Some People Aren’t Impressed
A few people take McAfee’s advice with a grain of salt. One among them is Ryan Castellucci. In a blog post on his website, he said that the McAfee-endorsed hardware wallet isn’t “unhackable” and that the company’s claim regarding this is false. He talked about the $250,000 bounty for hackers and noted that he didn’t have the actual device, but he tested the publicly available source code and private key calculator. He claimed that the “product is most charitably described as a ‘foot gun.’”
Castellucci said that he has already debunked the idea that the brain can’t be hacked. He pointed out the bounty program that the company runs, suggesting that it is only meant to discredit researchers so they don’t raise any red flags or security concerns. He described that the program didn’t have any arbitrary rules. He said that the company only claims to be open source when it is not. Additionally, he pointed out that the source code PDF does not acknowledge anything close to BIP32 or scrypt.

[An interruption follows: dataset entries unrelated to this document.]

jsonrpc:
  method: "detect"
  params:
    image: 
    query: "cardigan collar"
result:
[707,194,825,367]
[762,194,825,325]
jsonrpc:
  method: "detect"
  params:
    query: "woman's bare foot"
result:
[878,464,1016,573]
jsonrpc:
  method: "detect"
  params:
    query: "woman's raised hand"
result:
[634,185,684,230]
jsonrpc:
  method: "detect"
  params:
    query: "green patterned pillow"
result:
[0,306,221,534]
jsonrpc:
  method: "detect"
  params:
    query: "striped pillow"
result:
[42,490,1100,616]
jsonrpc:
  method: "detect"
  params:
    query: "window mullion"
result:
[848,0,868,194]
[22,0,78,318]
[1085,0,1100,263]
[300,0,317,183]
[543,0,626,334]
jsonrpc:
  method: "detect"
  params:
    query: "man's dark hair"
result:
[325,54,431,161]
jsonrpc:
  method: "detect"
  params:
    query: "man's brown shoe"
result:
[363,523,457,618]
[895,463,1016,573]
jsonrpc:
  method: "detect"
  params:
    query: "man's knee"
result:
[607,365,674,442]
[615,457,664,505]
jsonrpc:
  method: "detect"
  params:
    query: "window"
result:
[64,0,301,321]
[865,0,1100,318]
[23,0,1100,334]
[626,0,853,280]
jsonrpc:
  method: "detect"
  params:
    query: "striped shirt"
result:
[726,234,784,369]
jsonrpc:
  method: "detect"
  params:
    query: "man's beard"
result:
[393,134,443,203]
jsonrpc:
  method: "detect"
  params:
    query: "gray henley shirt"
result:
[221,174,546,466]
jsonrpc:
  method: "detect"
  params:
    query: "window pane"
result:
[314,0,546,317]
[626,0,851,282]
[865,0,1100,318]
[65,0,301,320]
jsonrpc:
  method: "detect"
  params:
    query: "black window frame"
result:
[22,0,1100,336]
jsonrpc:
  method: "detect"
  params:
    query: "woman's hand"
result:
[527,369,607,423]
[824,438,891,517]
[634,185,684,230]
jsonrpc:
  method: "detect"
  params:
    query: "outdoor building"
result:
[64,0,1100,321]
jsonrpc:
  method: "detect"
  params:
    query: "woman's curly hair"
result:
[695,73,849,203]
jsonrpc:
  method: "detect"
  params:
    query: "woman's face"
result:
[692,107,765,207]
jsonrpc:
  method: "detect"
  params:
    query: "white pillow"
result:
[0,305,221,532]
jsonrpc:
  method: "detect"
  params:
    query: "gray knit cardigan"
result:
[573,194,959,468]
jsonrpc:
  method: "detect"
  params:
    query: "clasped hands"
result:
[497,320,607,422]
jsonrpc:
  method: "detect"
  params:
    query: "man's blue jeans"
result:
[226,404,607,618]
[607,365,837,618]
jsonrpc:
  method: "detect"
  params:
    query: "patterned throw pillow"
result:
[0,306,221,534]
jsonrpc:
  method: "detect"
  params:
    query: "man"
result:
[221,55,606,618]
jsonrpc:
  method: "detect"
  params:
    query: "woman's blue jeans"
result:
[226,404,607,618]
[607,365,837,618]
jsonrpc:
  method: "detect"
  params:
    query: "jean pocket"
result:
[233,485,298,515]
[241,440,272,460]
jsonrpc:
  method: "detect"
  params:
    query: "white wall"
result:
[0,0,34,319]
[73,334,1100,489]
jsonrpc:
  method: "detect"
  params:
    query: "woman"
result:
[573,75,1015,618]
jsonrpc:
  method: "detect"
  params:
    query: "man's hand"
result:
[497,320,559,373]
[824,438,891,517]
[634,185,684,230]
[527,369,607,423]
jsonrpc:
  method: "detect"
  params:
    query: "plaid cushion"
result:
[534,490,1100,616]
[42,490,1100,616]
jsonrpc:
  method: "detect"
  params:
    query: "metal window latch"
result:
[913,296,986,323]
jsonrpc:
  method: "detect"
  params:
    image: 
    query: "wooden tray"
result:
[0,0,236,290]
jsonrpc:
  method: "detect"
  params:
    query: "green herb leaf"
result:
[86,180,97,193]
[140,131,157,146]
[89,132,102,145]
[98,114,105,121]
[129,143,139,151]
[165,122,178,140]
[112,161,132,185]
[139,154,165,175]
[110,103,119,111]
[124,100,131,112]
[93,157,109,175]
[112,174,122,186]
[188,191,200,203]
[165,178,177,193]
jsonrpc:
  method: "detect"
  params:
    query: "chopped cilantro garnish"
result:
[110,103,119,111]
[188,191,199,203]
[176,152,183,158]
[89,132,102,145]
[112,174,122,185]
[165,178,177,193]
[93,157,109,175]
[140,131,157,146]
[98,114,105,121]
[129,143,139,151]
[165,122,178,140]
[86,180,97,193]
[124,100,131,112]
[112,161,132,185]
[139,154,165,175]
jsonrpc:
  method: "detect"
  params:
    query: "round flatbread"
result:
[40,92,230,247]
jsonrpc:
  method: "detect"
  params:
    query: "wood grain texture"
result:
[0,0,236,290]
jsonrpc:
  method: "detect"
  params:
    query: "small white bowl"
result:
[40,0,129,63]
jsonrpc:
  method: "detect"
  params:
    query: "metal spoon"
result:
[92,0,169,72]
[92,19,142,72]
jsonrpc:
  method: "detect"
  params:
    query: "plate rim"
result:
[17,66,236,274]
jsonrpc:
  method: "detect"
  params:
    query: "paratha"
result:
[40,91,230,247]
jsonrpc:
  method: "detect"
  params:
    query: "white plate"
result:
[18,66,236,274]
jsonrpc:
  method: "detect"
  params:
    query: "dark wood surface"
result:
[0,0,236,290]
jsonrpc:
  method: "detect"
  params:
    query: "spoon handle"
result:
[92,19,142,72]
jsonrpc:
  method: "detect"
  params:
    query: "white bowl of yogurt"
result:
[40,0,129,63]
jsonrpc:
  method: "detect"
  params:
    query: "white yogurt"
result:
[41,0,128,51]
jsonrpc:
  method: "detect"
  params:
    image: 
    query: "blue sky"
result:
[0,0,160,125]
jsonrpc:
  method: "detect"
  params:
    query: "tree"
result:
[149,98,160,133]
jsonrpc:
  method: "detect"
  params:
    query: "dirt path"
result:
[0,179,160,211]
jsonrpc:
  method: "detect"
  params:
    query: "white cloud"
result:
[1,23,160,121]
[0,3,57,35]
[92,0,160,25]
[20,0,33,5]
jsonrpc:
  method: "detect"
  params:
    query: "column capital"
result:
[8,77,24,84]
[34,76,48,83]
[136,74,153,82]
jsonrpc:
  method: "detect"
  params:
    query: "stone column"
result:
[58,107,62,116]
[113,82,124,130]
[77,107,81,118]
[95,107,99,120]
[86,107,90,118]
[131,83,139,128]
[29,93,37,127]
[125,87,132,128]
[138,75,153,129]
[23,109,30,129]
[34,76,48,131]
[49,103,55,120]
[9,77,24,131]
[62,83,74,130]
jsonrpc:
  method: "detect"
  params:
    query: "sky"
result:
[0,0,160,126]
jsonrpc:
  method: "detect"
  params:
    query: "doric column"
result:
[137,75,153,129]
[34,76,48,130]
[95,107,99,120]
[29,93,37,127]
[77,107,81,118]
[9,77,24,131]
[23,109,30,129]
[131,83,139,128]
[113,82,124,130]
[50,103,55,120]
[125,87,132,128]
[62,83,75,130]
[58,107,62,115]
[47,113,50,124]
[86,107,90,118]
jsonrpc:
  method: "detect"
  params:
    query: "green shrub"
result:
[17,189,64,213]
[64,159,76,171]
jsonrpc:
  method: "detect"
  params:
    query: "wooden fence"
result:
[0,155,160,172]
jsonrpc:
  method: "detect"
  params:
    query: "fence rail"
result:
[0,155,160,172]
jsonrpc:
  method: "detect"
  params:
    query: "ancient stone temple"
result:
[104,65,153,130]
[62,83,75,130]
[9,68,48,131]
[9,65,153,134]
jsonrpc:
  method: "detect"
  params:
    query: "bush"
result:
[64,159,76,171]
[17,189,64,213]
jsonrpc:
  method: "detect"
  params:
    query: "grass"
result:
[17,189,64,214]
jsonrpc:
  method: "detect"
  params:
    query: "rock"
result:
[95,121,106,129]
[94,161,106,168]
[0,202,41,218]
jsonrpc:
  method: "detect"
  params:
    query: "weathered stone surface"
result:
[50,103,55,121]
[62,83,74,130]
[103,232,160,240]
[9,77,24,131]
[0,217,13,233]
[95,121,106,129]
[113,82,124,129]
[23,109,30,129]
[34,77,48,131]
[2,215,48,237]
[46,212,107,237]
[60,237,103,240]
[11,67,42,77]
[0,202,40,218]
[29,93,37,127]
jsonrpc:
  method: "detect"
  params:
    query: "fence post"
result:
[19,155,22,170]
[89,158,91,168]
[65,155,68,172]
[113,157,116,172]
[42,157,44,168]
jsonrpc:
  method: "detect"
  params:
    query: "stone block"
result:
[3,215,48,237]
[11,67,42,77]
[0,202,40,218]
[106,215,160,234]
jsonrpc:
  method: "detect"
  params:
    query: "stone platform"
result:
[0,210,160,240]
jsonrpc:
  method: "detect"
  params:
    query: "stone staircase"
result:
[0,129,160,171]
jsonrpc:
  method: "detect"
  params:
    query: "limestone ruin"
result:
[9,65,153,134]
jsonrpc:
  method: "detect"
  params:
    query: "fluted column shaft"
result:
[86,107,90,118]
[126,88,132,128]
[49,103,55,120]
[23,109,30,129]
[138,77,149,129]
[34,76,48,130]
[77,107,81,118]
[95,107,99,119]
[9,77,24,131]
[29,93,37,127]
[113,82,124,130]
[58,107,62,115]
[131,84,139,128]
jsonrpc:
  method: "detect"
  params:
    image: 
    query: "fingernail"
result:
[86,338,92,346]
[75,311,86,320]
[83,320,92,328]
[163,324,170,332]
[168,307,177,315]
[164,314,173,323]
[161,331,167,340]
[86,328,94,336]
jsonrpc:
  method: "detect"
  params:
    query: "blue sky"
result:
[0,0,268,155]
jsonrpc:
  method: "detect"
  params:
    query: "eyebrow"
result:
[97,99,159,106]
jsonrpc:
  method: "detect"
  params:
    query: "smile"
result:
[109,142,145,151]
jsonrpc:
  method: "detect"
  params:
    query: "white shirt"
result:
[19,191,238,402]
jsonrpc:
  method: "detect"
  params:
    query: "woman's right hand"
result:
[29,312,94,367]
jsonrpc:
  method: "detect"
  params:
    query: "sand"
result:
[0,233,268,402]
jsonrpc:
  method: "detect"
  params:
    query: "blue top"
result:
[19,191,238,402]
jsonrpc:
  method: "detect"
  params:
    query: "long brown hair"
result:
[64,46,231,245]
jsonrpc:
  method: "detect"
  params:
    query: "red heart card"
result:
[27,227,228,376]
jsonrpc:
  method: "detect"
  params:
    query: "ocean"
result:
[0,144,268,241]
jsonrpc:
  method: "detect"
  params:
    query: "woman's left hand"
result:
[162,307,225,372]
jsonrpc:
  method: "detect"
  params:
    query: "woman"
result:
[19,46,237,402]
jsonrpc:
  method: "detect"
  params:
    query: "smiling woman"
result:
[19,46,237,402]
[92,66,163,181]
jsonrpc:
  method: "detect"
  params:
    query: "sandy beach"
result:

He also suggested that the Bitfi wallet was at par with WarpWallet, which generates a seed for a BIP32 wallet. Anyone who can download a blockchain and has access to brainflayer could search for weak passphrases easily. He also noted that it is impractical to change one’s passphrase in the wallet as all addresses are derived from it. Also, the product comes with a failure mode.
He then writes:
“I strongly advise against using one of these devices. While Bitfi is perhaps not an outright scam, the design is inferior to that of hardware wallets where the device really is needed (or the backup of the seed) along with the passphrase in order to spend the coins. The fact that they’re using a lot of the same techniques to sell devices that have been used to sell snake oil, so many times in the past makes me very concerned. I’ve notified Bitfi of these issues. However, they showed no interest in fixing them.”
The Retaliation Came as Quickly
The rebuttal to his claims was swift. McAfee took to Twitter to speak his mind. He wrote:
“Everyone tells me http://BitFi.com is hackable. Then register as a hacker and do it. We send you the device pre-loaded with $50 in BTC. If you get the BTC, we send you $100,000. You will eventually give up. When you do, we send you the pass phrase to recover your $50. Do it.”
The preloaded BTC amount was later changed to $10.
Other people, such as Rob Loggia, have also discredited Castelluci’s statements. Meanwhile, two days after creating a storm in the crypto world, Castellucci addressed the concerns and said that individuals associated with Bitfi are trying to bring his financial interests into the matter. He replied that his work is not inspired to earn money or is sponsored by anyone.
The jury is still out. Is it just another McAfee-endorsed scheme that should be avoided or a genuine offering by a crypto company?